Surgery for cervical cancer

Surgery is used to treat early-stage cervical cancer. The type of surgery you have will depend on the size of your cancer and whether it has spread.

A cone biopsy is an operation to remove a piece of tissue from the cervix. This surgery is done if the cancer cells have only spread slightly beyond the surface of the cervix.

A hysterectomy is an operation to remove the womb (uterus). There are two types of hysterectomy that may be carried out:

  • A total hysterectomy
  • A radical hysterectomy.

A hysterectomy may be carried out through a cut in you tummy or by keyhole surgery.
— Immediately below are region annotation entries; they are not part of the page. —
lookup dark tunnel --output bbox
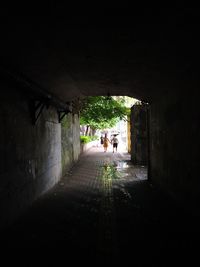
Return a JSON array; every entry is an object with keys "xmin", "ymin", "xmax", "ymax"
[{"xmin": 0, "ymin": 4, "xmax": 200, "ymax": 266}]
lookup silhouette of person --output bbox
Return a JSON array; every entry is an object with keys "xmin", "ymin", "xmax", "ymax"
[
  {"xmin": 103, "ymin": 134, "xmax": 110, "ymax": 152},
  {"xmin": 112, "ymin": 134, "xmax": 119, "ymax": 153}
]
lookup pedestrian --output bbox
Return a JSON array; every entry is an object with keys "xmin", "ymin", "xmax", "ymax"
[
  {"xmin": 103, "ymin": 134, "xmax": 111, "ymax": 152},
  {"xmin": 100, "ymin": 135, "xmax": 103, "ymax": 145},
  {"xmin": 112, "ymin": 134, "xmax": 119, "ymax": 153}
]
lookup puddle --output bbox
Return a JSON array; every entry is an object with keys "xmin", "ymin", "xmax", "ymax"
[{"xmin": 101, "ymin": 160, "xmax": 147, "ymax": 181}]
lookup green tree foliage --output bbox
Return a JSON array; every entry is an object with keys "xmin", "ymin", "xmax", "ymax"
[{"xmin": 80, "ymin": 96, "xmax": 129, "ymax": 129}]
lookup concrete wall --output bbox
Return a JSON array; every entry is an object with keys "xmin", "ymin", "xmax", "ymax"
[
  {"xmin": 150, "ymin": 87, "xmax": 200, "ymax": 217},
  {"xmin": 0, "ymin": 85, "xmax": 80, "ymax": 226}
]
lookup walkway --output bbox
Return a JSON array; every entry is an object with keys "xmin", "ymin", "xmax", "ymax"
[{"xmin": 2, "ymin": 147, "xmax": 199, "ymax": 266}]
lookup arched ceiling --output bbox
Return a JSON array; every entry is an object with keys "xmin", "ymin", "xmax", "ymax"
[{"xmin": 1, "ymin": 6, "xmax": 199, "ymax": 101}]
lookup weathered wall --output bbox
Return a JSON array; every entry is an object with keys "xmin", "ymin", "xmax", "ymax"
[
  {"xmin": 130, "ymin": 105, "xmax": 148, "ymax": 165},
  {"xmin": 61, "ymin": 114, "xmax": 80, "ymax": 175},
  {"xmin": 0, "ymin": 85, "xmax": 80, "ymax": 226},
  {"xmin": 150, "ymin": 87, "xmax": 200, "ymax": 217}
]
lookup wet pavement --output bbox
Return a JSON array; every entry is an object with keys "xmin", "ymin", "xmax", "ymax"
[{"xmin": 1, "ymin": 147, "xmax": 200, "ymax": 266}]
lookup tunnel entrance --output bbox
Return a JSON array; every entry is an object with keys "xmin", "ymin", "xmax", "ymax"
[{"xmin": 80, "ymin": 96, "xmax": 150, "ymax": 180}]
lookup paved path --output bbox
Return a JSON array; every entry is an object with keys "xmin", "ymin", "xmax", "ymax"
[{"xmin": 2, "ymin": 147, "xmax": 199, "ymax": 266}]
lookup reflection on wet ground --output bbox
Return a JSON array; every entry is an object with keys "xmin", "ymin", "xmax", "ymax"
[
  {"xmin": 1, "ymin": 147, "xmax": 199, "ymax": 267},
  {"xmin": 102, "ymin": 159, "xmax": 147, "ymax": 181}
]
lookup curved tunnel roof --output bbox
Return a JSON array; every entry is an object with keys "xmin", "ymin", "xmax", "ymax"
[{"xmin": 1, "ymin": 8, "xmax": 198, "ymax": 101}]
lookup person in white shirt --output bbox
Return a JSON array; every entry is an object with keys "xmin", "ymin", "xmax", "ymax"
[{"xmin": 112, "ymin": 134, "xmax": 119, "ymax": 153}]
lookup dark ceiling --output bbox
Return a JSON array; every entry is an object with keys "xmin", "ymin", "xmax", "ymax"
[{"xmin": 1, "ymin": 7, "xmax": 199, "ymax": 101}]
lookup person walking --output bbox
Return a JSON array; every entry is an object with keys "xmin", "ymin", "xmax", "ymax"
[
  {"xmin": 112, "ymin": 134, "xmax": 119, "ymax": 153},
  {"xmin": 103, "ymin": 134, "xmax": 111, "ymax": 152}
]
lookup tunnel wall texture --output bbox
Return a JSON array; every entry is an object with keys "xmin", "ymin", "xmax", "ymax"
[
  {"xmin": 149, "ymin": 83, "xmax": 200, "ymax": 217},
  {"xmin": 0, "ymin": 85, "xmax": 80, "ymax": 227}
]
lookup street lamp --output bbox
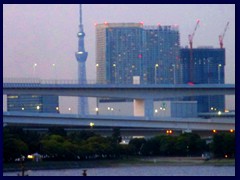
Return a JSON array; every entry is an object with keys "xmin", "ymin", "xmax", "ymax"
[
  {"xmin": 33, "ymin": 63, "xmax": 37, "ymax": 78},
  {"xmin": 154, "ymin": 64, "xmax": 158, "ymax": 84},
  {"xmin": 113, "ymin": 64, "xmax": 116, "ymax": 83},
  {"xmin": 218, "ymin": 64, "xmax": 222, "ymax": 84},
  {"xmin": 96, "ymin": 64, "xmax": 99, "ymax": 83},
  {"xmin": 89, "ymin": 122, "xmax": 94, "ymax": 128},
  {"xmin": 52, "ymin": 63, "xmax": 56, "ymax": 81},
  {"xmin": 172, "ymin": 64, "xmax": 176, "ymax": 84},
  {"xmin": 95, "ymin": 107, "xmax": 99, "ymax": 115}
]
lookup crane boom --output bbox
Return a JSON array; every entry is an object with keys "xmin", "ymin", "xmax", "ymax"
[{"xmin": 219, "ymin": 22, "xmax": 229, "ymax": 48}]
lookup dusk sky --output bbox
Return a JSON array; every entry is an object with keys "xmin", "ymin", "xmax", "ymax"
[{"xmin": 3, "ymin": 4, "xmax": 235, "ymax": 112}]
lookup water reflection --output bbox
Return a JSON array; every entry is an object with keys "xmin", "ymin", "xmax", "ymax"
[{"xmin": 3, "ymin": 166, "xmax": 235, "ymax": 176}]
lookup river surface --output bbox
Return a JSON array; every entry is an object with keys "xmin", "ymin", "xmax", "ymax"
[{"xmin": 3, "ymin": 166, "xmax": 235, "ymax": 176}]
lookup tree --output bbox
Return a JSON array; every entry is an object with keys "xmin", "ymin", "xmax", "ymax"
[
  {"xmin": 210, "ymin": 133, "xmax": 235, "ymax": 158},
  {"xmin": 112, "ymin": 128, "xmax": 122, "ymax": 144},
  {"xmin": 48, "ymin": 126, "xmax": 67, "ymax": 137},
  {"xmin": 129, "ymin": 138, "xmax": 146, "ymax": 155}
]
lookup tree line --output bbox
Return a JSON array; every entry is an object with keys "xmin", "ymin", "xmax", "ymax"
[{"xmin": 3, "ymin": 127, "xmax": 235, "ymax": 162}]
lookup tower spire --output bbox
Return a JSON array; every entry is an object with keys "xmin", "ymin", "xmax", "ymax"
[
  {"xmin": 79, "ymin": 4, "xmax": 82, "ymax": 26},
  {"xmin": 75, "ymin": 4, "xmax": 88, "ymax": 115}
]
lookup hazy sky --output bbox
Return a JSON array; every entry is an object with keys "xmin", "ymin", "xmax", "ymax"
[{"xmin": 3, "ymin": 4, "xmax": 235, "ymax": 111}]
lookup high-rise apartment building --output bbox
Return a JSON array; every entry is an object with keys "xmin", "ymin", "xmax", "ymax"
[
  {"xmin": 7, "ymin": 95, "xmax": 59, "ymax": 113},
  {"xmin": 96, "ymin": 23, "xmax": 180, "ymax": 84},
  {"xmin": 180, "ymin": 47, "xmax": 225, "ymax": 112}
]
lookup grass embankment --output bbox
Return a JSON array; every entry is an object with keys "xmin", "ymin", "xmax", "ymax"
[{"xmin": 3, "ymin": 157, "xmax": 235, "ymax": 172}]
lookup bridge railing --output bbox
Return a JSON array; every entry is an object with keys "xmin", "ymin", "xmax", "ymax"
[{"xmin": 3, "ymin": 78, "xmax": 96, "ymax": 86}]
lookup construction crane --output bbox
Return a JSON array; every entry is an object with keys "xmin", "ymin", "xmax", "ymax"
[
  {"xmin": 219, "ymin": 22, "xmax": 229, "ymax": 49},
  {"xmin": 188, "ymin": 19, "xmax": 200, "ymax": 83}
]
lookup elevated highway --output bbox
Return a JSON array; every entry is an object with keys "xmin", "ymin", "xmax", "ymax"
[
  {"xmin": 3, "ymin": 82, "xmax": 235, "ymax": 99},
  {"xmin": 3, "ymin": 112, "xmax": 235, "ymax": 131}
]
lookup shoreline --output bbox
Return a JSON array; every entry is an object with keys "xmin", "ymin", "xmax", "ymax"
[{"xmin": 3, "ymin": 157, "xmax": 235, "ymax": 172}]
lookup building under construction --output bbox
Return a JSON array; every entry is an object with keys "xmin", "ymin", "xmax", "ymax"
[{"xmin": 180, "ymin": 47, "xmax": 225, "ymax": 112}]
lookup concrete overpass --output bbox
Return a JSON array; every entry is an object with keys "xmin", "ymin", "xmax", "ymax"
[
  {"xmin": 3, "ymin": 112, "xmax": 235, "ymax": 131},
  {"xmin": 3, "ymin": 83, "xmax": 235, "ymax": 99},
  {"xmin": 3, "ymin": 80, "xmax": 235, "ymax": 118}
]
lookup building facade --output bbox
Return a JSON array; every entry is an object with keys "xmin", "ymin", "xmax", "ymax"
[
  {"xmin": 7, "ymin": 95, "xmax": 59, "ymax": 113},
  {"xmin": 180, "ymin": 47, "xmax": 225, "ymax": 112},
  {"xmin": 96, "ymin": 23, "xmax": 180, "ymax": 84}
]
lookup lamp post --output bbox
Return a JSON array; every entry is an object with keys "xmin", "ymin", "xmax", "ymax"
[
  {"xmin": 95, "ymin": 106, "xmax": 99, "ymax": 115},
  {"xmin": 52, "ymin": 63, "xmax": 56, "ymax": 83},
  {"xmin": 113, "ymin": 64, "xmax": 116, "ymax": 83},
  {"xmin": 172, "ymin": 64, "xmax": 176, "ymax": 84},
  {"xmin": 96, "ymin": 64, "xmax": 99, "ymax": 83},
  {"xmin": 33, "ymin": 63, "xmax": 37, "ymax": 78},
  {"xmin": 218, "ymin": 64, "xmax": 222, "ymax": 84},
  {"xmin": 154, "ymin": 64, "xmax": 158, "ymax": 84}
]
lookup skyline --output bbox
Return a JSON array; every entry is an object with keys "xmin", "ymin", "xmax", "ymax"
[{"xmin": 3, "ymin": 4, "xmax": 235, "ymax": 109}]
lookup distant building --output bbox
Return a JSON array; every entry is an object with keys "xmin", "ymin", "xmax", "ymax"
[
  {"xmin": 180, "ymin": 47, "xmax": 225, "ymax": 112},
  {"xmin": 96, "ymin": 23, "xmax": 180, "ymax": 84},
  {"xmin": 7, "ymin": 95, "xmax": 59, "ymax": 113}
]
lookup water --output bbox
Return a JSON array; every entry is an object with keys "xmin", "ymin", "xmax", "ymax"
[{"xmin": 3, "ymin": 166, "xmax": 235, "ymax": 176}]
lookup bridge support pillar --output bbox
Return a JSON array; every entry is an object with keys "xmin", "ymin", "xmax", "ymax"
[{"xmin": 133, "ymin": 99, "xmax": 153, "ymax": 118}]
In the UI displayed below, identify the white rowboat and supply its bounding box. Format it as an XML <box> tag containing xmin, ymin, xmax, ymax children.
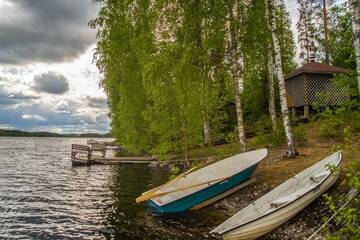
<box><xmin>211</xmin><ymin>151</ymin><xmax>342</xmax><ymax>240</ymax></box>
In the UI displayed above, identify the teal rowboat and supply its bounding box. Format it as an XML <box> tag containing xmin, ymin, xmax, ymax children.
<box><xmin>138</xmin><ymin>149</ymin><xmax>267</xmax><ymax>214</ymax></box>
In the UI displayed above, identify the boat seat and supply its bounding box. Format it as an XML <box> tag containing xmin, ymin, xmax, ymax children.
<box><xmin>310</xmin><ymin>171</ymin><xmax>330</xmax><ymax>183</ymax></box>
<box><xmin>270</xmin><ymin>193</ymin><xmax>298</xmax><ymax>208</ymax></box>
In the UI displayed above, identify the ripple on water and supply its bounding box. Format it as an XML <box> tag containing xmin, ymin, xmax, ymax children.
<box><xmin>0</xmin><ymin>138</ymin><xmax>111</xmax><ymax>239</ymax></box>
<box><xmin>0</xmin><ymin>138</ymin><xmax>222</xmax><ymax>240</ymax></box>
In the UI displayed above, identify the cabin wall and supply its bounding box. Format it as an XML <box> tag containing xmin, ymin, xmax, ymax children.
<box><xmin>305</xmin><ymin>73</ymin><xmax>350</xmax><ymax>106</ymax></box>
<box><xmin>285</xmin><ymin>74</ymin><xmax>305</xmax><ymax>107</ymax></box>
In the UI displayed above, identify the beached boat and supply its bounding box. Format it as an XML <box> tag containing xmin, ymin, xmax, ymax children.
<box><xmin>136</xmin><ymin>149</ymin><xmax>267</xmax><ymax>213</ymax></box>
<box><xmin>211</xmin><ymin>152</ymin><xmax>341</xmax><ymax>240</ymax></box>
<box><xmin>71</xmin><ymin>158</ymin><xmax>94</xmax><ymax>166</ymax></box>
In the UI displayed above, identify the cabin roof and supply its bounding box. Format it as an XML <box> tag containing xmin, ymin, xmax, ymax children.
<box><xmin>285</xmin><ymin>62</ymin><xmax>349</xmax><ymax>80</ymax></box>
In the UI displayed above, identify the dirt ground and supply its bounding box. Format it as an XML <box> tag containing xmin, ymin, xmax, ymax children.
<box><xmin>210</xmin><ymin>123</ymin><xmax>360</xmax><ymax>240</ymax></box>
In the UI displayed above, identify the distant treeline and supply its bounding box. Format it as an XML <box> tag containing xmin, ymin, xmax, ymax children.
<box><xmin>0</xmin><ymin>129</ymin><xmax>112</xmax><ymax>138</ymax></box>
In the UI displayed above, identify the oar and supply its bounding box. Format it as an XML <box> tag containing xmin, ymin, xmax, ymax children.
<box><xmin>136</xmin><ymin>176</ymin><xmax>231</xmax><ymax>203</ymax></box>
<box><xmin>136</xmin><ymin>163</ymin><xmax>201</xmax><ymax>198</ymax></box>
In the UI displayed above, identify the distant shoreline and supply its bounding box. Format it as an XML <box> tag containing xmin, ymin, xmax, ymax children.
<box><xmin>0</xmin><ymin>129</ymin><xmax>112</xmax><ymax>138</ymax></box>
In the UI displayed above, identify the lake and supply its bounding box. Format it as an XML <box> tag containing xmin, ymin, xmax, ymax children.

If you would still like to have children, your doctor may recommend a radical trachelectomy. This operation is only suitable if you have very early stage cervical cancer. In this operation, the womb is left in place so it may still be possible for you to have a baby. This type of surgery is only done in a few hospitals in the UK.

Types of surgery

There are three different types of surgery used to treat early stage cervical cancer:

  • cone biopsy
  • hysterectomy
  • radical trachelectomy.

The type of surgery you have will depend on the size of your cancer and whether it has spread beyond the cervix.


Cone biopsy

If the cancer cells have spread only slightly beyond the surface of the cervix, it may be possible to treat it by removing a cone-shaped piece of tissue from the cervix.


Hysterectomy

A hysterectomy is an operation to remove the womb (uterus). There are two types that may be carried out to treat cervical cancer. The type you have will depend on the stage of your cancer:

Total hysterectomy

A surgeon will take out your womb and cervix. They sometimes remove your pelvic lymph nodes as well. If you have had your menopause your fallopian tubes and ovaries will also be removed. Occasionally you will have these removed even if you haven’t had your menopause. This operation is only suitable if you have very early stage cervical cancer (stage 1A1 1A2).

Radical hysterectomy

The surgeon will take out your womb, cervix, tissue around the cervix (parametrium), fallopian tubes, pelvic lymph nodes and upper part of the vagina. Sometimes they’ll take out the ovaries and abdominal lymph nodes as well.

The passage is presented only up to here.